B.B. King: ninguém que viveu 89 anos foi uma pessoa só

B.B. King era capaz de deixar uma música subliminar no ar quando tocava a guitarra – Foto: Facebook 4/10/2014
"Em 1986, fui enviado pela “Folha de Londrina” para cobrir o primeiro show internacional da minha vida, a 389 quilômetros dali, em Curitiba, no Teatro Guaíra.

Do El Pájaro que Come Piedra

Era o bluesman B.B. King.

Peguei o busão de noite e de manhã estava na capital do Paraná.
Eu tremia como vara verde: não falava inglês e não tinha dinheiro para o almoço.

Haveria uma coletiva de imprensa (que não aconteceu), mas era por volta do meio-dia e eu fiquei andando pelos lados da Rua XV e tomando um café atrás do outro para enrolar. O hotel de King ficava na Avenida Getúlio Vargas – não lembro o nome, assim como também não guardei um recorte daquele jornal.

Lembro que o início do texto fazia menção meio óbvia a um hit da época, “Noite do Prazer”, do grupo Brylho. “A noite vai ser boa/ De tudo vai rolar/ Decerto que as pessoas querem se conhecer/ Se olham e se beijam numa festa genial/ Na madrugada a vitrola rolando um blues/ Tocando B.B. King sem parar.”

A velha e inseparável Lucille, guitarra do bluesman – Foto: Jotabê Medeiros
De lá para cá, vi mais de uma dúzia de shows do King, incluindo aquele com Etta James no Velódromo da USP (Universidade de São Paulo).
E o entrevistei diversas vezes.

Uma delas, em 2000, dentro de um trailer que ele mandou colocar na Alameda dos Jamaris, ao lado do Bourbon Street Music Club. Eu entrei e ele me apontou a cadeira ao seu lado. De bate-pronto, perguntei:

“Verdade que todos os bluesmen bem-sucedidos fizeram pacto com o Diabo pelo sucesso?”

Ele deu uma gargalhada e disse: “Todos os diabos que conheci tinham duas pernas”.

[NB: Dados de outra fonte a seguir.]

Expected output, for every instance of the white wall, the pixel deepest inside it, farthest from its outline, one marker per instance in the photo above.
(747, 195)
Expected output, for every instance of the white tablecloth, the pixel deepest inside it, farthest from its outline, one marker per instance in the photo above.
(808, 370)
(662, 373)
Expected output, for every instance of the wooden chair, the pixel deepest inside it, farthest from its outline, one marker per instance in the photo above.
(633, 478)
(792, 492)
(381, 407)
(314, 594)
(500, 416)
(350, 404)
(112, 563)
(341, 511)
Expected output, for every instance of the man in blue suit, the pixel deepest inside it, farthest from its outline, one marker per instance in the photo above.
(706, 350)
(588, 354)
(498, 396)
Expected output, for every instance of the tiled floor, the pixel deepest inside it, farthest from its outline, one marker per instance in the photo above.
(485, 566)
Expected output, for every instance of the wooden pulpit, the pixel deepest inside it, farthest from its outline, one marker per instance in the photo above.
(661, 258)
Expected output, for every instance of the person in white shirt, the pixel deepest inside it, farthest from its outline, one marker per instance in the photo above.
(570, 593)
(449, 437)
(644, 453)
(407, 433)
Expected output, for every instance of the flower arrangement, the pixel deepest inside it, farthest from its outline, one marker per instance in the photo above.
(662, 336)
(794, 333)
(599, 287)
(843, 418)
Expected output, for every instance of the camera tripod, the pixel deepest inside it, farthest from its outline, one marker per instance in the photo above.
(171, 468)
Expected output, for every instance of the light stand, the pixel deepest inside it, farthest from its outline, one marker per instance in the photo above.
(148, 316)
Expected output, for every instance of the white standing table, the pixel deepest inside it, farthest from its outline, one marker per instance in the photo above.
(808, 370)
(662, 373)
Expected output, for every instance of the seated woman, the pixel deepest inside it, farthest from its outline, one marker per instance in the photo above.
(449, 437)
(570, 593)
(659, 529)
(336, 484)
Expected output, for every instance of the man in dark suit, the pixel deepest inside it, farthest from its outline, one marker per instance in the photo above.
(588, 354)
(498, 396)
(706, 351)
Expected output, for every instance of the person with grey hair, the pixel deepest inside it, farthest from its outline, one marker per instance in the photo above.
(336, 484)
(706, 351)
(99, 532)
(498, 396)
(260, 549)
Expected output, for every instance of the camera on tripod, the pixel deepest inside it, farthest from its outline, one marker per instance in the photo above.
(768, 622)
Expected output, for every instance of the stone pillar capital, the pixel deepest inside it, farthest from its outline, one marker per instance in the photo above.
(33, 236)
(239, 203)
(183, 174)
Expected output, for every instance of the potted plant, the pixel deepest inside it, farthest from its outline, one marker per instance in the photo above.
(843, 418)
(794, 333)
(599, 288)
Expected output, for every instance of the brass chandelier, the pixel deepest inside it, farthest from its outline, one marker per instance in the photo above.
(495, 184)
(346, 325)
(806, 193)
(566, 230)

Um solo de B.B. King podia ficar ecoando na minha cabeça durante dias.
Ele parecia deixar uma música subliminar no ar quando tocava a guitarra.
Quem o via daquele jeito, velhinho e bonachão, achava que tinha sido sempre um vovô fofo.

Mas ele foi bandidão também, foi viciado em cocaína, foi preso, bateu, levou.
Em 1998, escrevi: “Ele tem 73 anos, 15 filhos, 15 ex-mulheres e faz cerca de 250 shows por ano. E não tem a menor intenção de parar.”
“Todos nós temos a impressão de que vamos durar para sempre”
Os agentes se referiam a ele como “o velho”.

Não gosto de fazer textos superlativos ou depreciativos sobre os que partem.
Tenho um pouco de vergonha de parecer oportunista.

Mas considerei que tinha uma dívida para com B.B. King.

Eu o vi dando uma masterclass para alunos de uma escola de música em São Paulo, e o vi leiloar guitarras para ajudar instituições de meninos.

Ao me possibilitar escrever sobre tudo isso, ele me engrandeceu também, meu emprestou um naco do seu prestígio. Somos esponjas do prestígio alheio.

Era um gentleman, um homem que aprendeu com a vida, não se tornou um crápula acumulador.

Nana me disse agora há pouco: “Ninguém que viveu 89 anos foi uma pessoa só”. Pura sabedoria.

King foi muitos, e sua música foi um bálsamo em todos os momentos de sua trajetória.